震災から一年が過ぎた。地震のないことでは日本一とも言われる富山県に住んで、普通の生活をし、テレビのバラエティ番組なんかみているともう震災は過去の話みたいな気分にもなってくる。でも注意深くメディアを観察してみると、復興はまだ全然進んでいないし、がれき処理の問題も止まったまんまだ。




河北新報は仙台の新聞社で、昨年3月11日にはマグニチュード9の激震により、新聞のコンピューター製版ができなくなってしまった。しかし友好紙である新潟日報の協力を得て、なんとか8ページ立ての朝刊を印刷することができた。電気もない避難所ではテレビもなくラジオの電池は尽き、何の情報もない被災者が新聞を待っていた。張り出された河北新報を食い入るように見つめる人々。親は、子は、妻は、夫はどこにいるのか。地元の被害規模はどうなのか。

「河北新報のいちばん長い日」は、困難な状況のなかで自らも被災者である河北新報の社員たちが、一度の休刊もなく新聞を出し続けたドキュメントである。読んでいて花粉症のせいではない涙がにじんできて困った。



気仙沼総局の菊池総局長は津波からかろうじて生き延びた。停電で薄暗い室内で、服を着込めるだけ着込んで、パソコンも動かないからコピー用紙の裏に手書きで原稿を書いた。

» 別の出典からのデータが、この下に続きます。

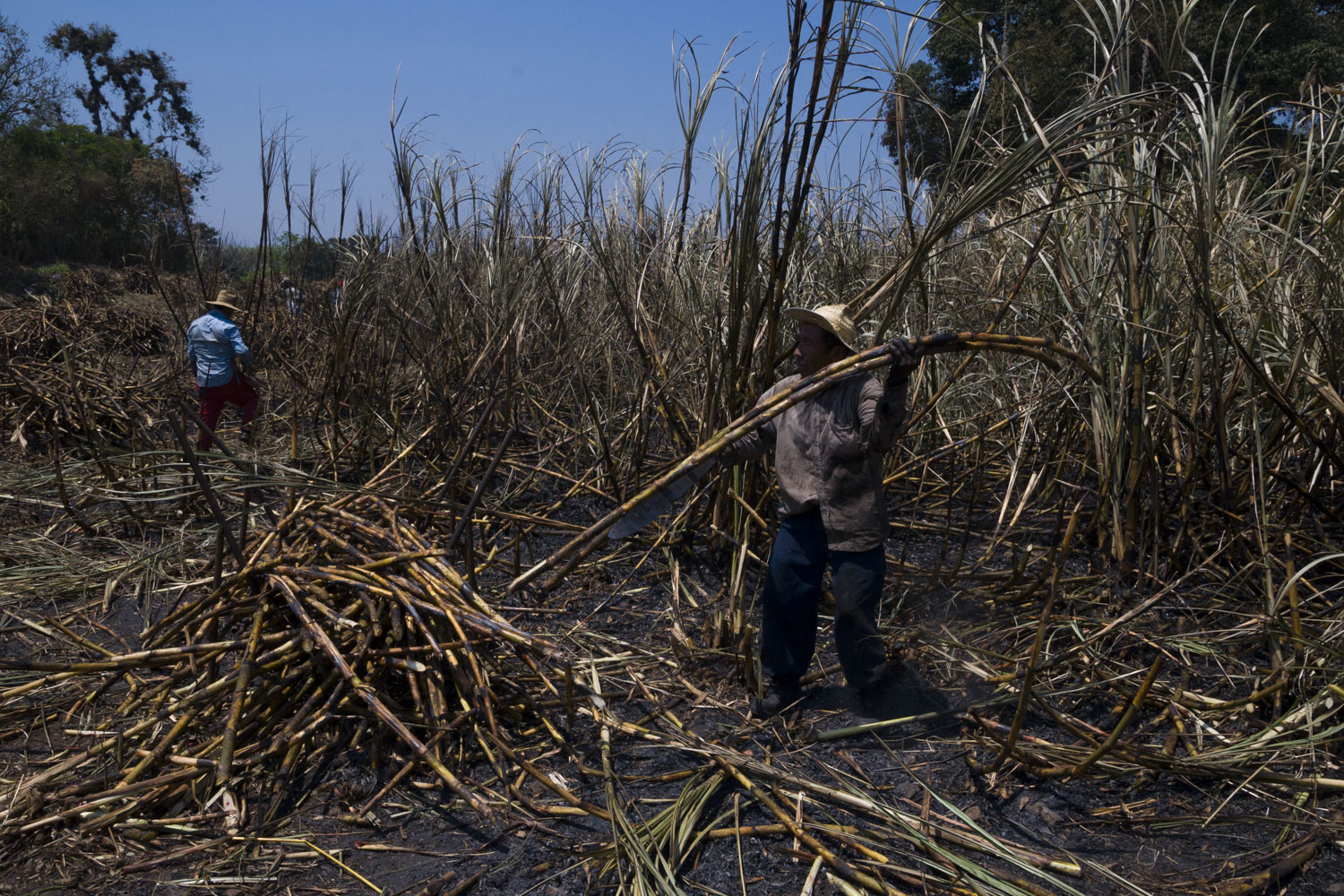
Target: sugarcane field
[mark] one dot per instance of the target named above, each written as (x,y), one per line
(970,525)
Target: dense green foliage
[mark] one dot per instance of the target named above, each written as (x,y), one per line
(105,194)
(1039,56)
(70,194)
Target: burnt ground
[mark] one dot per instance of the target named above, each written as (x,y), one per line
(1139,833)
(1129,831)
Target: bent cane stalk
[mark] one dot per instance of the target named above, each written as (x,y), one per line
(873,359)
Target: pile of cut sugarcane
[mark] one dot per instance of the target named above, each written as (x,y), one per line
(344,629)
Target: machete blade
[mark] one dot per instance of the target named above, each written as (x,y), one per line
(659,503)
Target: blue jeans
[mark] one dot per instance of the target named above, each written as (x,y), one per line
(789,605)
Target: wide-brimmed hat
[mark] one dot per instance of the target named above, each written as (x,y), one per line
(228,300)
(832,319)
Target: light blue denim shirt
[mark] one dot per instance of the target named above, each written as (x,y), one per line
(212,340)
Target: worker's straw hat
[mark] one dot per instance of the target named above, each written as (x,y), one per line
(228,300)
(832,319)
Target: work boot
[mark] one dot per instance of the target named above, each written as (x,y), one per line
(779,694)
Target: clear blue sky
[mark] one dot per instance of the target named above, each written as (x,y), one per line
(566,73)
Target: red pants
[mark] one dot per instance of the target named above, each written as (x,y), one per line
(212,401)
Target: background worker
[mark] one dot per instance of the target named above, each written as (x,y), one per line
(220,357)
(832,513)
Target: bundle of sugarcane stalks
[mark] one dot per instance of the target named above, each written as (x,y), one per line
(344,625)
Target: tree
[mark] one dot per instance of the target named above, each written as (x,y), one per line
(134,94)
(1050,56)
(31,91)
(72,195)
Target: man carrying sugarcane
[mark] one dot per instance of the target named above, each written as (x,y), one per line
(220,357)
(832,512)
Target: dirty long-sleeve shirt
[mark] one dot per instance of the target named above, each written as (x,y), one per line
(212,340)
(828,455)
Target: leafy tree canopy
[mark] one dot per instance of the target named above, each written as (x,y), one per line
(67,194)
(31,91)
(1050,54)
(134,94)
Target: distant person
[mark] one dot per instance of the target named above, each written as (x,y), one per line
(220,355)
(832,513)
(293,296)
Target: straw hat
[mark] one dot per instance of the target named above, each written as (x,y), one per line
(226,298)
(832,319)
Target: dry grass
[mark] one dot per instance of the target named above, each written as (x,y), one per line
(1148,533)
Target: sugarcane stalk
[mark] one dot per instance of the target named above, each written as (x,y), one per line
(806,387)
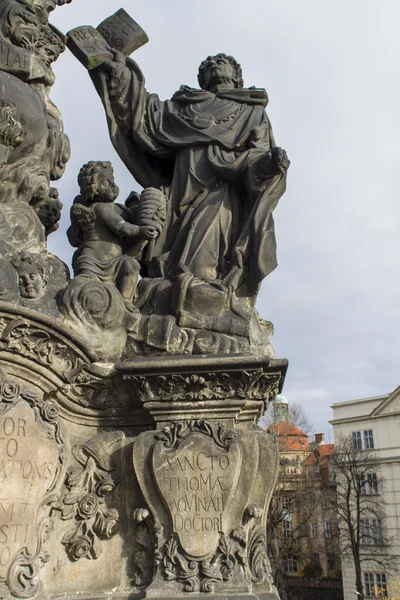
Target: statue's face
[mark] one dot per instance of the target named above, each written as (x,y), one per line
(107,190)
(49,212)
(24,25)
(218,70)
(41,190)
(31,283)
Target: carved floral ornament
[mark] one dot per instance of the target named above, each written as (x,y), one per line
(22,337)
(83,501)
(23,413)
(256,385)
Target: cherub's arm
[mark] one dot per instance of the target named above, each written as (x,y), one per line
(117,224)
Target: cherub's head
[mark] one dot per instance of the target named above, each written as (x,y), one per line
(32,275)
(26,180)
(49,211)
(96,182)
(19,22)
(50,45)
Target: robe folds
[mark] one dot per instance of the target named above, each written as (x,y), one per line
(203,151)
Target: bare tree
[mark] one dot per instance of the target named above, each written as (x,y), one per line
(360,509)
(292,502)
(297,416)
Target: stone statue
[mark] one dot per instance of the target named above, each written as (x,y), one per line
(98,229)
(117,438)
(49,211)
(212,153)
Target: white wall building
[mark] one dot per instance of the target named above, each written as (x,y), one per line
(374,423)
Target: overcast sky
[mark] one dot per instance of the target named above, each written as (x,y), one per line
(331,69)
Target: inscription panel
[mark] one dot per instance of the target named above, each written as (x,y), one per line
(197,482)
(28,468)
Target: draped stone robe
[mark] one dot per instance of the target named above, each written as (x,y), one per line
(202,149)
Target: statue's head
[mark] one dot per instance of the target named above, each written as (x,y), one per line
(26,180)
(218,69)
(50,45)
(19,22)
(96,181)
(32,275)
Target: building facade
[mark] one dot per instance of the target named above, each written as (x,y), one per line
(302,528)
(373,424)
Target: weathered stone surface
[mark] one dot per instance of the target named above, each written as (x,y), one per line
(122,32)
(88,46)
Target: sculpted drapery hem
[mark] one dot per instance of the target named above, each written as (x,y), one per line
(203,150)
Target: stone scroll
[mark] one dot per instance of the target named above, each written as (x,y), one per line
(31,466)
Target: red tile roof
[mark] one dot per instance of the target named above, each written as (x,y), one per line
(289,436)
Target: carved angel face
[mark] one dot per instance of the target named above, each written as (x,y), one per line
(218,70)
(31,281)
(49,212)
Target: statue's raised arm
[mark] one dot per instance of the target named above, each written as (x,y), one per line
(211,151)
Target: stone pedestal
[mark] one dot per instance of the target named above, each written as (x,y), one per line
(140,479)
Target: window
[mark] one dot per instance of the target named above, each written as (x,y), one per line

「白々と悪夢の夜は明けた。湾内の空を赤々と染めた火柱は消えていたが、太陽の下にその悪夢の景色はやはりあった。
一つの街の区画がそっくり焼け焦げていた。それがかつてなにであったか不明のがれきの山が、車道をふさいでいた。乗用車や保冷車は好き放題に転がり、土砂に埋もれ、川に突っ込んでいた。
美しい景色と水産のまち・気仙沼市は、今まで誰も見たことのない、形容しがたい無惨な姿をさらしていた。
その景色を見ることができたのは、むしろ幸運だったのかもしれない。
震災当日の11日、襲い来る津波に胸までつかり、死にかけた。気仙沼総局に避難してきた人たちに食料をとコンビニに走ったのが失敗だった。
水は白い波頭を見せ、道沿いにひたひたと迫ってきた。近くのビルの2階ベランダに駆け上がったが、勢いは一向に衰えない。あっという間に5、6メートル流された。フェンスによじ上り、柱にしがみついた。水かさは増す、死を覚悟した。
次の瞬間、濁流はすさまじい音を立て、ビルのシャッターを突き破り、建物の中になだれこんだ。一気に水位が下がった。驚いて出てきた家の人が3階の自室に招き入れてくれた。ぬれた服の着替えを借り食事までごちそうになった。人の情けの温かさを今更ながら知った。「支え合い」。現実感の乏しい地獄絵図の世界で頼れるのはそこに確かにいる人たちだ。12日、市の避難所に出向くと、行方不明者の安否を気遣うメモが壁一杯に貼られていた。
「待ってて、生きてる!」「これを見たらすぐ来て!」1枚1枚を見ていると、涙がこみ上げる。